Oando declined to comment on the letter, but said “we trust that, as requested by NEPL, NAOC will engage accordingly to ensure that their concerns are addressed”.
Oando also said that Eni had not assigned its 20% interest in the NAOC JV to Oando, but had signed an agreement to sell 100% of the shares of NAOC Ltd, subject to all relevant regulatory and partner approvals and due diligence.
Oil executives say the conclusion of asset sales is crucial to boosting investment into onshore oil and gas assets, but legal and regulatory issues have snagged other deals, notably Exxon Mobil Corp’s (XOM.N) asset sale to local firm Seplat.
Nigeria, typically Africa’s largest oil exporter, has struggled to pump in the past several years due to theft and years of under-investment. Nearly all international oil majors, including Shell and Exxon, have onshore sales underway amid the theft and oil spills, perpetual clashes with communities and more focused exploration budgets.
Oil majors in Nigeria have long faced legal challenges over Niger Delta spills, which they mostly blame on sabotage and vandalism of pipelines and illegal refining.

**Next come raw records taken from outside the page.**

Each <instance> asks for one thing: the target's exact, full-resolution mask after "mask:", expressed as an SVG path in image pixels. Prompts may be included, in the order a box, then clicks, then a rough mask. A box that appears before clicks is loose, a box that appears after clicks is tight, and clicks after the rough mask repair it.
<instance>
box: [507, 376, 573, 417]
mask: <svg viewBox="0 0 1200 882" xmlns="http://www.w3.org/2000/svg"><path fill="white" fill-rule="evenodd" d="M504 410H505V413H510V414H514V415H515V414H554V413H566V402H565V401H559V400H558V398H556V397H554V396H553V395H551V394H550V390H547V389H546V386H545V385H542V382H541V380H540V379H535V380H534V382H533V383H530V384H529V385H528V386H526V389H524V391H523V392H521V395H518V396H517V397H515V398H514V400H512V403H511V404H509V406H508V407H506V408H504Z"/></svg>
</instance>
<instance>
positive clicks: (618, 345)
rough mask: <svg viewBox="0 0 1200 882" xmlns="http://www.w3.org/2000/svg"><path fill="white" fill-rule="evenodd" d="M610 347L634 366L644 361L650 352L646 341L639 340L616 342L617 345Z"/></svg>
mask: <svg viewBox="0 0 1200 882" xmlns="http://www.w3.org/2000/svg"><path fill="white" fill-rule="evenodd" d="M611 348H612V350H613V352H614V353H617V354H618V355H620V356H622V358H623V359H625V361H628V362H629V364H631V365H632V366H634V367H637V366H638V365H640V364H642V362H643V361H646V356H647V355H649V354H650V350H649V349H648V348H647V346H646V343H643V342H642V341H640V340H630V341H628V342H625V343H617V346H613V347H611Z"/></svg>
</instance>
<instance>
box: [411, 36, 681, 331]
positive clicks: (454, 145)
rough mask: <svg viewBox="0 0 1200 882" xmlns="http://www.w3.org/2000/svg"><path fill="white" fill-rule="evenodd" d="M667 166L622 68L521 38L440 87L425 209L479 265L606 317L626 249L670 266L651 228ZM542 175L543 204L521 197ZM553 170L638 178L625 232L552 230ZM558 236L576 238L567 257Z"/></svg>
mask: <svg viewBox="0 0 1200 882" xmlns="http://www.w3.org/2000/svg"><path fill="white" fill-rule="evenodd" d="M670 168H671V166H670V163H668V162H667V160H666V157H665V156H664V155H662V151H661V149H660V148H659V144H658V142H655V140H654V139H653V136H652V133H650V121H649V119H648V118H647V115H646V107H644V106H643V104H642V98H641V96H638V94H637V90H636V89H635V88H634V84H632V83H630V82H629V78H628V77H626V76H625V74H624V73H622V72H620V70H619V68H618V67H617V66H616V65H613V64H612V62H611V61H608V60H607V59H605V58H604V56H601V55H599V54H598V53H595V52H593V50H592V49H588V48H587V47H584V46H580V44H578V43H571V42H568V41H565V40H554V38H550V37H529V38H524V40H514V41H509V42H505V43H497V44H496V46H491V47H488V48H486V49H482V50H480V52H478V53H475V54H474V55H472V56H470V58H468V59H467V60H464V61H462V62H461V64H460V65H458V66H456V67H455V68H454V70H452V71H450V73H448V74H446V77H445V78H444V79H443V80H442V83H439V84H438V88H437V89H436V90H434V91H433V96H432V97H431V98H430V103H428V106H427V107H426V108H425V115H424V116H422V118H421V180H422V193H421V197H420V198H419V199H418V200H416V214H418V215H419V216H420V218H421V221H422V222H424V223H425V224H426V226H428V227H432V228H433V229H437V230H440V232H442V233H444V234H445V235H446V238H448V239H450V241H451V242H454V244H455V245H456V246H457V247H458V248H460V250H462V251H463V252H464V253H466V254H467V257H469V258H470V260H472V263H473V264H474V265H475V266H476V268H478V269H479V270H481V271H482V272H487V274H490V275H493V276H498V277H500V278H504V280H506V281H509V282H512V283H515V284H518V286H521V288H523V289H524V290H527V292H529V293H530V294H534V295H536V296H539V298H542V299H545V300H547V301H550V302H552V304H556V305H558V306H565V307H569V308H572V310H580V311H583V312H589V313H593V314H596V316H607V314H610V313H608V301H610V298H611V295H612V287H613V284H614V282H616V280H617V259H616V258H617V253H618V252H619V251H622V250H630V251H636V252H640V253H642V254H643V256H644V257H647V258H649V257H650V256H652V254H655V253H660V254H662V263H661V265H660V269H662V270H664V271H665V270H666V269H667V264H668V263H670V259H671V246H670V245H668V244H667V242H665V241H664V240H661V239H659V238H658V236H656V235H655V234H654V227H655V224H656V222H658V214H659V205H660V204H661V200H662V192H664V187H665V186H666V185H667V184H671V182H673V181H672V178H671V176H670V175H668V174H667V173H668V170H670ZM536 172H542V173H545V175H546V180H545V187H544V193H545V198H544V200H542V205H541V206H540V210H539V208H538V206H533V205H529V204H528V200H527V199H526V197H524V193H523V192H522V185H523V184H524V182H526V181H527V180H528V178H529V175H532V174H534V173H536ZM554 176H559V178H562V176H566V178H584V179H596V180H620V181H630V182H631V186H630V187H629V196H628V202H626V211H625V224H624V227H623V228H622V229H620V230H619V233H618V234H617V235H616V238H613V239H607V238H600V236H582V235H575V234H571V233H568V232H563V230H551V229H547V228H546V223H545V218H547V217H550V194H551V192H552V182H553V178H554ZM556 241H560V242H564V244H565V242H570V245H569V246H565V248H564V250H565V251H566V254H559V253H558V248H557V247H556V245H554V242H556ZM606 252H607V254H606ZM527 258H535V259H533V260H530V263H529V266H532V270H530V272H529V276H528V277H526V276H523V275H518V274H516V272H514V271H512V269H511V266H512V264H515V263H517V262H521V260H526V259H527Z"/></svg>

A coalition of 10 environmental rights and community groups in the delta region have also condemned the sale and said the government should place a hold on all asset sales by the majors until community concerns are addressed.
“We assert that prior to any sale of oil assets, the company must address several cases and concerns bordering on the ecological, health, economic, and social impacts of its operations in the Niger Delta,” spokesperson Kome Odhomor said in a statement on Thursday.